Just over 24 hours into his tenure as the head coach of the Nashville Predators, a lot has already been promised of Peter Laviolette.
The second coach in the history of the franchise, Laviolette’s .570 career winning percentage, 2006 Stanley Cup win and “more offensive” system have all been touted by Predators general manager David Poile.
Today, Laviolette was able to explain for himself how his preferred style of play should bring more goals to the Predators.
“My system has been successful for many years. Primarily, instead of having one guy forward, I send two. The main thing I do is send guys in on the attack,” Laviolette said. “I don’t want people to think I’m going to come in and play reckless hockey. We are going to play fast and aggressive, but we’re not going to give up a ton of opportunities either. The more you play offense, the less you have to play defense.”
Currently in Belarus where he is serving with Team USA at the 2014 World Championships, the new bench boss in Nashville outlined the strategy that has brought success to his teams in the past.
“I like a team that works hard together; a team that is looking to be on the attack,” Laviolette said. “I totally believe in a team that goes in on the forecheck and forces turnovers, not in a reckless way of course. The identity a coach believes in is what can really make a team successful. I tired to describe to David that I like my team to always push forward.”
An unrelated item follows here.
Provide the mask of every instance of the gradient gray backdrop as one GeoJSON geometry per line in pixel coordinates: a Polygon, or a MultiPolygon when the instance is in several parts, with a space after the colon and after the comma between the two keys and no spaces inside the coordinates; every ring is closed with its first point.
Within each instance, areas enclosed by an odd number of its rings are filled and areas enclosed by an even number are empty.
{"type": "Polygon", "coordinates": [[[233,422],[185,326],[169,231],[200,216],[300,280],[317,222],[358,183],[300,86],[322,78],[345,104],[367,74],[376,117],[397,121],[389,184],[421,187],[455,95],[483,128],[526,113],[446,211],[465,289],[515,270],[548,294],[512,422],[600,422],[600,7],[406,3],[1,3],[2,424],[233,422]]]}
Nashville has been filling their talent pool with younger and more-offensively-talented forwards the past couple seasons and Poile thinks that Laviolette should be able to push players like Calle Jarnkrok and Filip Forsberg to the next level. The new head coach of the Predators agreed with the GM’s sentiments and praised the up-and-coming players in Nashville’s system.
“When you’re out of coaching you refresh and charge, but you’re eager to get back into it,” Laviolette said. “This organization has a great building and environment. I’m really anxious to coach in front of those fans. The team has a lot of young promising guys in place and I’m looking forward to trying to get them back into the playoffs.”
A lot of similarities exist between the Hurricanes (where Laviolette won a Cup) and the Predators, both on and off the ice. Laviolette says the smaller market size and passionate fan base are what could help to bring something truly special to Nashville.
“I think Carolina and Nashville are similar markets. It’s important for [my wife and I] to buy into the team, fans and organization,” said Laviolette. “If the community, fans and players are involved in building something special–then when you experience success–it really reaches a pinnacle. The experience of winning a cup in Carolina was really something great. It’s like a feeling you’ve never had before.”